Developments in Big-Data Hardware

Release Date:2014-07-17 By Xiong Xiankui Click:

 

 

There are three important aspects of big data: the huge scale of the data to be handled, multidimensional data analysis, and diverse data processing requirements. Big data is so big that it is usually measured in petabytes whereas data used in traditional online transactions is usually measured in terabytes. Big data is comprehensively analyzed in a dozen dimensions whereas in a traditional relational database, more emphasis is given to the coupling relationship between data and to the NoSQL database, which uses the key-value of hash for storage. Big data also has diverse data processing requirements. Non-real-time business intelligent processing occurs in the background and is used for analysis and mining.

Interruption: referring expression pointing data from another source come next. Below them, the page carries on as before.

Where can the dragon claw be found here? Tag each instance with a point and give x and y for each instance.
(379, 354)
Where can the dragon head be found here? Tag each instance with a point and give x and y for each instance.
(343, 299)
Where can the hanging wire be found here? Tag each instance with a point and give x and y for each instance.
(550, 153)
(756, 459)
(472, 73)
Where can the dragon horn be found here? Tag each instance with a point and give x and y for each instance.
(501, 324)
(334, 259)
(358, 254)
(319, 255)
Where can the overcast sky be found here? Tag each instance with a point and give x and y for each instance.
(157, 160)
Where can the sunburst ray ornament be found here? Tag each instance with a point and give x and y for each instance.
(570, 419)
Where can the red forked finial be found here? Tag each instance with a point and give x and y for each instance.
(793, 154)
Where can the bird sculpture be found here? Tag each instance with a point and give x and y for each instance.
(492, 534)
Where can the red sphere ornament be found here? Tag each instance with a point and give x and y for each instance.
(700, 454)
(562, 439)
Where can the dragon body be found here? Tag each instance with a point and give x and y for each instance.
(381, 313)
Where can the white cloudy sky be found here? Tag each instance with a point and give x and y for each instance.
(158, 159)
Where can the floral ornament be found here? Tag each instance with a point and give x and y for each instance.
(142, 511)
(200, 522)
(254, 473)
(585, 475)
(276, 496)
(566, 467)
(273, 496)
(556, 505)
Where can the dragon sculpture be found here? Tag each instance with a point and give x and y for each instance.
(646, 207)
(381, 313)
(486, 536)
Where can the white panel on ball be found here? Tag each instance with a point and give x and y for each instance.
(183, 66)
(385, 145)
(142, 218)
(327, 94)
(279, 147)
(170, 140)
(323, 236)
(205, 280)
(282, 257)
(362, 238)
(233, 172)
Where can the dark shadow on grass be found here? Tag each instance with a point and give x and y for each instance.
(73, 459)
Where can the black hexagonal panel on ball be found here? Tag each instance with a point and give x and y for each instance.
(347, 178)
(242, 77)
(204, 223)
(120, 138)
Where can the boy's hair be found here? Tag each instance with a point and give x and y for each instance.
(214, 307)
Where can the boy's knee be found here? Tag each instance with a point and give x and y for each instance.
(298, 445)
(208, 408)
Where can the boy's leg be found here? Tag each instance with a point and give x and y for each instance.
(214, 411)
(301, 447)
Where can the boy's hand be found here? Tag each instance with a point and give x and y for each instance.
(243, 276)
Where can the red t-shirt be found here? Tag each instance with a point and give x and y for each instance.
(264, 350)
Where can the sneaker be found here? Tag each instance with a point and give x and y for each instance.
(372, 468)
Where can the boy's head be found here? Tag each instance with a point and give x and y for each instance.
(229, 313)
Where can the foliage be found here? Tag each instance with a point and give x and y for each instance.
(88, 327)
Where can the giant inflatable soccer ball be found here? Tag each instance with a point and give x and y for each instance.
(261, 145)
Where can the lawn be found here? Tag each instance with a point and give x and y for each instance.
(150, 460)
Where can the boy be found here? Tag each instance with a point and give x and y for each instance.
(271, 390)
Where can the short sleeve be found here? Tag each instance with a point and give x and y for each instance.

However, real-time decision-making, such as that which occurs in a high-frequency financial trading system, is needed to replace traditional online transaction and processing of big data. These factors have driven the development of bottom-layer hardware technologies.

Video-based smart city applications, such as vehicle license plate recognition, facial recognition, or vehicle tracking, create data at the petabyte or even exabyte level and need to be stored economically. Large-capacity, high-density SATA hard disks are usually used to store and analyze such data, and open-source software, such as Hadoop, is used to construct a distributed file system for storage. The POSIX-mode API interface is used to build a big-data processing platform. Recently, there has been much interest in a server that combines computing and storage. A storage server usually has:

●    a two-channel Intel XEON processor

●    strong computing and storage capabilities

●    mid-range memory

●    GE and 10GE network adapters

●    12 to 24 local SATA hard disks.

Large internet companies, such as Tencent, use this type of server to build their own big-data processing platforms. ZTE provides the i8350 storage server, which meets the TS6 specifications and has passed rigorous tests. ZTE i8350 is now very popular in the market.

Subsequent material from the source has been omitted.